Florida Surgeon General Talks Zika Plans With Limited Budget

Jun 17, 2016
Originally published on June 16, 2016 5:57 pm

  The number of Zika cases in Florida has grown to 188—which includes 38 pregnant women who are being monitored by the state.

So far, all of those cases are travel-related. But public health officials are bracing for local outbreaks.

Florida Surgeon General Dr. Celeste Philip was in Fort Lauderdale Thursday to give a presentation on the state’s Zika plans to the Broward legislative delegation.

Philip said that when people get tested for a Zika diagnosis, mosquito control is alerted to where they live—before the test results come back.

“This has been pointed to as a national model,” Philip told the delegation.

She suggested that pregnant women who have traveled to active Zika areas should get screened—even if they don’t have symptoms.

“Get your samples drawn and tested, as well as  ultrasound—look for development in the fetus,” said Philip.

Zika appears to cause microcephaly and other developmental disorders in children of women who had the virus during pregnancy.

Pregnant women who are diagnosed with Zika will be followed by the state throughout their pregnancy and the baby’s first year. They’ll be monitored for effects of the virus like microcephaly and developmental problems.

The Zika virus can be spread through mosquito bites and sexual contact.

Philip said it’s also possible the virus could be spread through blood transfusion—though there is no current protocol to test the blood supply for Zika.

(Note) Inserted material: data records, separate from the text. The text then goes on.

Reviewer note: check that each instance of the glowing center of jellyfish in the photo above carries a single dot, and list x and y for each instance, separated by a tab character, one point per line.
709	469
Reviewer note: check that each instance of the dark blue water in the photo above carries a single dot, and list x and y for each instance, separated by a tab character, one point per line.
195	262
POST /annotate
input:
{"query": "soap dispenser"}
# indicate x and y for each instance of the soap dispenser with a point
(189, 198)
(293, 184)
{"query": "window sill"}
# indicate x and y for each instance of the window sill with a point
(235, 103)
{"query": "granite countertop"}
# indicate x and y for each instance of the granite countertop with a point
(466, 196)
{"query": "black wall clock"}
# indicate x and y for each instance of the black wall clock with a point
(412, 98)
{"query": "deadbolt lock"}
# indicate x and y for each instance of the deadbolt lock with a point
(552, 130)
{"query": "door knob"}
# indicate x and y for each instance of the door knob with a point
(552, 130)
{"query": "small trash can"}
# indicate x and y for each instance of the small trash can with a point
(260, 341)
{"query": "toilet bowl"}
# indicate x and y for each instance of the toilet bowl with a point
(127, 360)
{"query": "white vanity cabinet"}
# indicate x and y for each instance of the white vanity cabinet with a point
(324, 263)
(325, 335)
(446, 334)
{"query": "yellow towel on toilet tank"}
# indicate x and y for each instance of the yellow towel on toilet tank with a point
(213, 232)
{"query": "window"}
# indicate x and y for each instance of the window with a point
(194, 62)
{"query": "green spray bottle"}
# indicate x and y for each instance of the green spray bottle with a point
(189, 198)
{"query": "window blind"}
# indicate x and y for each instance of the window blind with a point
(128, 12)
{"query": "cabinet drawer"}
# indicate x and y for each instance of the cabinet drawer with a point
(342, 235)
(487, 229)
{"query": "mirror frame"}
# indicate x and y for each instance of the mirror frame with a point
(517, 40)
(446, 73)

In the event of a local outbreak, Philip suggests that people from zip codes with active Zika cases would not be allowed to donate blood.

“We want to be as protective as possible with excluding people who may come from a zip code where we start to see transmission of Zika,” said Philip. “But not to the point where we are turning away donors who contribute to this important resource that we have.”

During the presentation, Philip said that county health departments have asked for $18 million to fund local Zika prevention efforts, but that the state currently only has $4 million to distribute. She and other public health officials at the presentation stressed the importance of getting people to limit standing water at their own homes and schools as a way to prevent mosquitoes from spreading the virus.